Die Thesen des Neuromarketings weckten auch die Neugier unserer Kollegen. Um die Resultatea des „Pepsi-Tests“ auf ihre Allgemeingültigkeit zu überprüfen, haben wir den Geschmackstest in unserem Z3 Versuchslabor nachgestellt. Elf Probanden, 22 Becher Koffeinbrause.
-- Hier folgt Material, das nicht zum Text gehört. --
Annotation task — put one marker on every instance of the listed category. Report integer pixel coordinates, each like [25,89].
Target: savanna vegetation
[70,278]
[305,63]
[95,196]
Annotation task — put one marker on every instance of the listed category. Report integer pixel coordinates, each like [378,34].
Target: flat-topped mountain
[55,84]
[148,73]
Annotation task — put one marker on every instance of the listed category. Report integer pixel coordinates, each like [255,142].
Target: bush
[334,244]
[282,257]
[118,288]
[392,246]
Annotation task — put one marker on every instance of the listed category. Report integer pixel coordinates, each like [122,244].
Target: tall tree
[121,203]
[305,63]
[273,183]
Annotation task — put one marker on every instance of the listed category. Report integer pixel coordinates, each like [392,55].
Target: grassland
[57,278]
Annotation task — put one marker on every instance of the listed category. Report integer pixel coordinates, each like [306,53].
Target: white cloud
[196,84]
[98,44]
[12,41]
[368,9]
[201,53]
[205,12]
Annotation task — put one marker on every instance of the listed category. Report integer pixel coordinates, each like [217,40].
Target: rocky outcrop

Zeit zur Blindverkostung… Das Ergebnis überraschte: Die bekennenden Coke-Liebhaber aus unseren Reihen ließen sich auch ohne Markendarbietung nichts vormachen – bei DWFB hatte die Pepsi keine Chance. Nur zwei von elf Versuchskaninchen bewerteten die Getränke gleich gut, der Rest entschied sich ganz klar für die Coca-Cola. Doch sind damit nun die Theorien des Neuromarketings widerlegt? Wie bereits eingangs erwähnt, ist die Marke Pepsi in Deutschland weitaus schlechter aufgestellt, als in Amerika. So sind zum Beispiel Coca-Cola-Kampagnen, wie zuletzt die Hashtag-Aktion #wirAlle zur Fußball-Weltmeisterschaft, hierzulande bekannter und beliebter als Pepsi-Werbespots. Es ist zu vermuten, dass diese starke Präferenz und das regelmäßige Trinken derselben Marke eine Unterscheidung zwischen den Geschmäckern eben doch möglich macht. Gleichzeitig spricht dies aber auch dafür, dass der Weltkonzern ein Händchen für das Erreichen von Menschen hat. Und die catcht man wiederum am leichtesten durch Emotionen.

Fasst man zusammen, werden zwei Dinge deutlich. Kenntnisse über das Emotionssystem und Denkprozesse lassen sich in den Bereichen des Marketings und der Werbung eindeutig zum Vorteil nutzen. Dennoch kann Konsumenten kein komplett irrationales Handeln unterstellt werden – wie auch der DWFB-Selbstversuch bewies. Das menschliche Hirn besteht schließlich aus weit mehr als dem Unterbewusstsein bzw. Emotionen. Gerade deshalb sollte Neuromarketing nicht als eigenständige Disziplin, sondern als hilfreiche Ergänzung des klassischen Marketings gesehen werden. Durch nutzbringende Ergebnisse aus der Gehirnforschung könnten zum Beispiel Unmengen an Geldern gespart werden, weil Erfolgsaspekte und Fehlschläge heute gezielter analysiert und die Entscheidungsprozesse der Menschen besser verstanden werden können.